Human rights defenders now fear that internet censorship will become even more widespread thanks to artificial intelligence systems capable of monitoring social media and websites for what they say is illegal content.

This February, media market regulator Roskomnadzor announced the launch of Oculus, an artificial intelligence system that looks for prohibited content in photos and videos on the Internet and can analyze more than 200,000 images per day, while a human can analyze only about 200. Two more systems in the pipeline artificial intelligence will then search the text materials.

The authorities are probably also working on the development of applications that can collect information from social networks, messengers and closed Internet communities, think Belarusian hackers from the Cyber ​​Partisans group. “Now it is common to mock the Russians, saying that they have old weapons and do not know how to fight, but the Kremlin is very good at disinformation campaigns and has top IT experts at its disposal who create extremely effective and very dangerous products,” said the coordinator of the hacking group Juliana Šemetovecová.

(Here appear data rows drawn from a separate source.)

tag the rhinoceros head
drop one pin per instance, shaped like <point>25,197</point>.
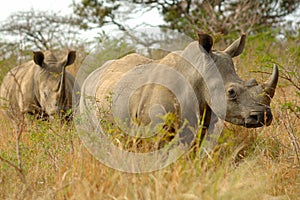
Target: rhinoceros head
<point>248,103</point>
<point>50,81</point>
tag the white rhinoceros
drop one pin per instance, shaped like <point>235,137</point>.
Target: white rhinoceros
<point>40,87</point>
<point>142,89</point>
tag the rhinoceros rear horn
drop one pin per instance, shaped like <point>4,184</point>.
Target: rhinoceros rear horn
<point>70,58</point>
<point>270,85</point>
<point>237,47</point>
<point>205,41</point>
<point>38,58</point>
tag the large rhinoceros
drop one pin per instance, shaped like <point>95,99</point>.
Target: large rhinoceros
<point>40,87</point>
<point>142,89</point>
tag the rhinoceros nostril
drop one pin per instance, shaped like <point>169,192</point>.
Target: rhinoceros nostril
<point>254,117</point>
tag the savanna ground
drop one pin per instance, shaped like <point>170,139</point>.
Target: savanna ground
<point>49,161</point>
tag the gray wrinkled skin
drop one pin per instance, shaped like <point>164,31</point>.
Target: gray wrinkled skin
<point>248,103</point>
<point>40,87</point>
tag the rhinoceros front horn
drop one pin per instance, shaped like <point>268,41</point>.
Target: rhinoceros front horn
<point>271,83</point>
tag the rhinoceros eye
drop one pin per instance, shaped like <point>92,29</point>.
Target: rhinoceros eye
<point>231,92</point>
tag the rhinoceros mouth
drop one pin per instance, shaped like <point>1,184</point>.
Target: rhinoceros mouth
<point>258,119</point>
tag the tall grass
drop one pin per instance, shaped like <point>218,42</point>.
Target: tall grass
<point>260,163</point>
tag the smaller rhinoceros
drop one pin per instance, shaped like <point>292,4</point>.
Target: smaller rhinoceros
<point>40,87</point>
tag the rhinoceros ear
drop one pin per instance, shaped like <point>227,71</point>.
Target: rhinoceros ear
<point>237,47</point>
<point>205,41</point>
<point>71,58</point>
<point>38,58</point>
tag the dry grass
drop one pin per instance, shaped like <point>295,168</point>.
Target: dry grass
<point>258,163</point>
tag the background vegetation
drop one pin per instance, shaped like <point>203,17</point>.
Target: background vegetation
<point>47,160</point>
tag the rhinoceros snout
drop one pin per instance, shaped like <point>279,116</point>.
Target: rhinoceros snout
<point>259,118</point>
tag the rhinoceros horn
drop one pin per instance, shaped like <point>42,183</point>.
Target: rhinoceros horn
<point>270,85</point>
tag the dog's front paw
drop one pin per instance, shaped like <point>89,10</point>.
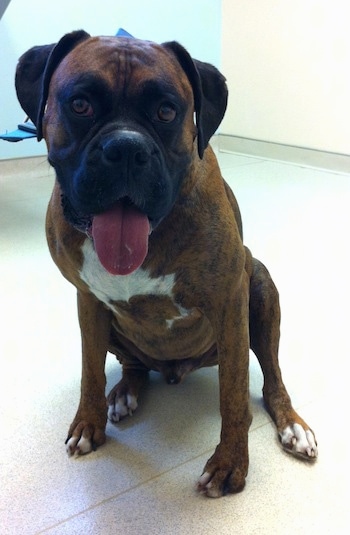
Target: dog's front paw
<point>223,476</point>
<point>299,441</point>
<point>84,438</point>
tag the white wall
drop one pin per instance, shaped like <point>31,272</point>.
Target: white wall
<point>194,23</point>
<point>288,68</point>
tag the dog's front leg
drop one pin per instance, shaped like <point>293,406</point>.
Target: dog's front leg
<point>87,430</point>
<point>226,470</point>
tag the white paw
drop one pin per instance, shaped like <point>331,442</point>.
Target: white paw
<point>78,446</point>
<point>123,406</point>
<point>301,443</point>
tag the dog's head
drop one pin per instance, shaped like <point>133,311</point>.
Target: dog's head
<point>121,119</point>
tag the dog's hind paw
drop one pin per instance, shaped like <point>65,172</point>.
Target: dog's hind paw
<point>78,446</point>
<point>123,406</point>
<point>299,441</point>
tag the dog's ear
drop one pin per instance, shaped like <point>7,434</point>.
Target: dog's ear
<point>34,71</point>
<point>209,90</point>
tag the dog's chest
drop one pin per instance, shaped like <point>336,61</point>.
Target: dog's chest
<point>110,288</point>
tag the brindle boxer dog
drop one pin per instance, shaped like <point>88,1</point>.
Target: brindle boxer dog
<point>143,224</point>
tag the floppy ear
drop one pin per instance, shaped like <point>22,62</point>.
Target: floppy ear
<point>209,90</point>
<point>34,71</point>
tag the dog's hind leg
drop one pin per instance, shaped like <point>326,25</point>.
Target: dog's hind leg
<point>264,323</point>
<point>122,399</point>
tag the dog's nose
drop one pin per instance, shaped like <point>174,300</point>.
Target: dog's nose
<point>126,148</point>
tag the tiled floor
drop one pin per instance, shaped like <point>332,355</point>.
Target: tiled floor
<point>297,220</point>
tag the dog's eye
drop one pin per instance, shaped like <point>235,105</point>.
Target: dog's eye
<point>166,113</point>
<point>82,107</point>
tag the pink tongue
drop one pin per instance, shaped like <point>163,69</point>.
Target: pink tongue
<point>121,238</point>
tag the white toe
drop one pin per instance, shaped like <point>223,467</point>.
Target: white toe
<point>295,439</point>
<point>123,406</point>
<point>76,446</point>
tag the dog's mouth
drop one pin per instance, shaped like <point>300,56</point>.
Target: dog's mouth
<point>120,236</point>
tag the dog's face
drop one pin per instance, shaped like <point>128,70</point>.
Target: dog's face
<point>118,117</point>
<point>125,129</point>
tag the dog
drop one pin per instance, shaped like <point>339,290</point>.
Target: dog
<point>143,224</point>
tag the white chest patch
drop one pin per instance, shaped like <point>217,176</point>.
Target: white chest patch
<point>108,288</point>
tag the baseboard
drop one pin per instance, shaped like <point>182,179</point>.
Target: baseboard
<point>36,166</point>
<point>274,151</point>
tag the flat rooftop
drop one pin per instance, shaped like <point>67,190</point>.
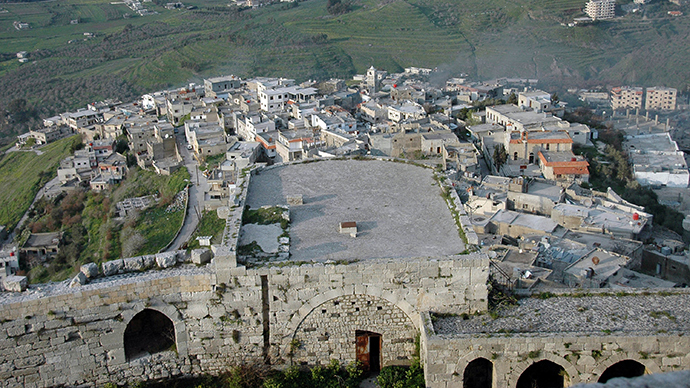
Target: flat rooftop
<point>659,142</point>
<point>397,207</point>
<point>637,314</point>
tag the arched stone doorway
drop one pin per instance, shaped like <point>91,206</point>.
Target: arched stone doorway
<point>351,327</point>
<point>543,374</point>
<point>368,350</point>
<point>625,368</point>
<point>148,332</point>
<point>478,374</point>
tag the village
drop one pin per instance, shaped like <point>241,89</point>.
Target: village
<point>516,163</point>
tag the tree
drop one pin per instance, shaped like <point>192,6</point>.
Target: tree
<point>500,156</point>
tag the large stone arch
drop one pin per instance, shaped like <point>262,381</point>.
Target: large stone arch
<point>603,365</point>
<point>116,337</point>
<point>471,356</point>
<point>330,329</point>
<point>522,366</point>
<point>319,299</point>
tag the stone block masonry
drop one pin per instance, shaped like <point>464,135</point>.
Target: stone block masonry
<point>71,336</point>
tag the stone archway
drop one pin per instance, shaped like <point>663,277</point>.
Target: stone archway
<point>649,364</point>
<point>624,368</point>
<point>330,331</point>
<point>542,374</point>
<point>148,332</point>
<point>478,373</point>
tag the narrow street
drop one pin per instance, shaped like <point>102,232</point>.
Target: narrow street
<point>196,195</point>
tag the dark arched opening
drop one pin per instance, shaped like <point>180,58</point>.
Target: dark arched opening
<point>148,332</point>
<point>543,374</point>
<point>625,368</point>
<point>368,350</point>
<point>478,374</point>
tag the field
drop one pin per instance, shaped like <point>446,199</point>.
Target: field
<point>130,55</point>
<point>23,173</point>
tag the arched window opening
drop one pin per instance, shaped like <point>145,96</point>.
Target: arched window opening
<point>368,350</point>
<point>147,333</point>
<point>625,368</point>
<point>543,374</point>
<point>478,374</point>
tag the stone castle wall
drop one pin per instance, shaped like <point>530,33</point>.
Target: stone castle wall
<point>583,357</point>
<point>76,335</point>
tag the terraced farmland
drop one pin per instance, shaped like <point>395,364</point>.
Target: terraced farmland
<point>133,55</point>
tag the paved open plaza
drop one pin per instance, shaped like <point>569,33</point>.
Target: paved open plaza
<point>397,207</point>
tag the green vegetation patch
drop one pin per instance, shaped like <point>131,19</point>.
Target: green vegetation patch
<point>209,225</point>
<point>262,376</point>
<point>92,233</point>
<point>158,226</point>
<point>23,173</point>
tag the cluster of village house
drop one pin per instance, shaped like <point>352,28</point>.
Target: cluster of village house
<point>548,229</point>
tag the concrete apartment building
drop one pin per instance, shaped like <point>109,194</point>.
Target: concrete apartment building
<point>626,97</point>
<point>661,98</point>
<point>221,86</point>
<point>600,9</point>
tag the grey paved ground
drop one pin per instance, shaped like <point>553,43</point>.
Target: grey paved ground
<point>264,235</point>
<point>397,207</point>
<point>643,314</point>
<point>196,196</point>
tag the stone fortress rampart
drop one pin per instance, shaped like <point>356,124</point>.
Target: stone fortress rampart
<point>201,319</point>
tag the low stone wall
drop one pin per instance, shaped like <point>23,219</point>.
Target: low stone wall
<point>584,358</point>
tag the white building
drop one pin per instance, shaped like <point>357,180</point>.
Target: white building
<point>657,160</point>
<point>626,97</point>
<point>600,9</point>
<point>660,98</point>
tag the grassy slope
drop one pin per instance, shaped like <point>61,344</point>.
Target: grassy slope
<point>23,173</point>
<point>485,39</point>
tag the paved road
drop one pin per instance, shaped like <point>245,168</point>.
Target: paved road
<point>196,195</point>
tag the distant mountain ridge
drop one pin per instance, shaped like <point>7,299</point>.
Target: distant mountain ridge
<point>128,55</point>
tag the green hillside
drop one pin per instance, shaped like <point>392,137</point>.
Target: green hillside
<point>23,173</point>
<point>130,55</point>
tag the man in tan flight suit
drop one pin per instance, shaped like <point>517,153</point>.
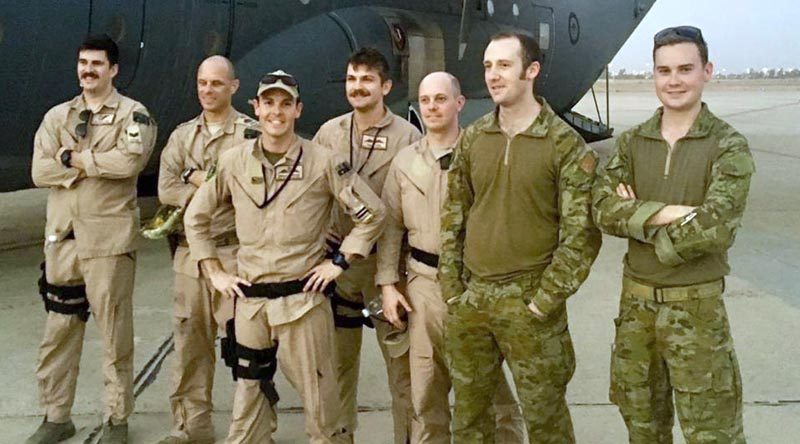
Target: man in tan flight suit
<point>369,137</point>
<point>188,159</point>
<point>89,151</point>
<point>283,189</point>
<point>415,189</point>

From 2017 to 2018, the Moscow authorities introduced a system of street cameras with facial recognition technology. During the covid-19 pandemic in 2020, they were thus able to track down and fine those who leave their homes and thus violate the announced curfews.

In the same year, Russian media reported that even schools would be equipped with cameras. The Russian newspaper Vedomosti wrote at the time that they would be connected to a facial recognition system dubbed Orwell after the British writer George Orwell, author of the famous novel 1984. In it, Orwell describes the life of ordinary people in a totalitarian tyranny ruled by Big Brother.

When protests broke out in 2021 following the jailing of opposition leader Alexei Navalny, the system was used to track down and detain those who took part in the protests. After Putin announced a partial mobilization in September 2022 to support what Moscow says is a special military operation in Ukraine, the system helped find draft evaders.

In one case, for example, they were stopped in the Moscow subway a man who did not respond to the call for mobilization. The police then told him that it was the facial recognition system that alerted them. It was described to the AP by his wife, who did not want her name published for security reasons.

Yekaterina Maksimov, an activist who was repeatedly detained while traveling by subway, complained about her arrests, but was unsuccessful. Authorities said that since she had been arrested before, police had the right to detain her even for a casual interview. As Maksimova reported, officials refused to explain to her why she was in their surveillance databases, calling it a state secret. She and her lawyer appealed against the court's decision.

There are 250,000 surveillance cameras in Moscow, at the entrance of residential buildings, in public transport and on the streets, Sarkis Darbinyan said. Similar systems also operate in St. Petersburg and other large cities, such as Novosibirsk and Kazan.

According to Russian political scientist Tatyana Stanovajova, the government is “building a state system of total digital surveillance, coercion and punishment”. For example, in December one of the laws ordered taxi companies to share their databases with the FSB, the successor secret service to the Soviet secret police, the KGB. The FSB thus gained access to passenger data, their routes and payments. “The cybernetic gulag, which was actively discussed during the pandemic, is now taking on a real form,” Stanovajová concluded.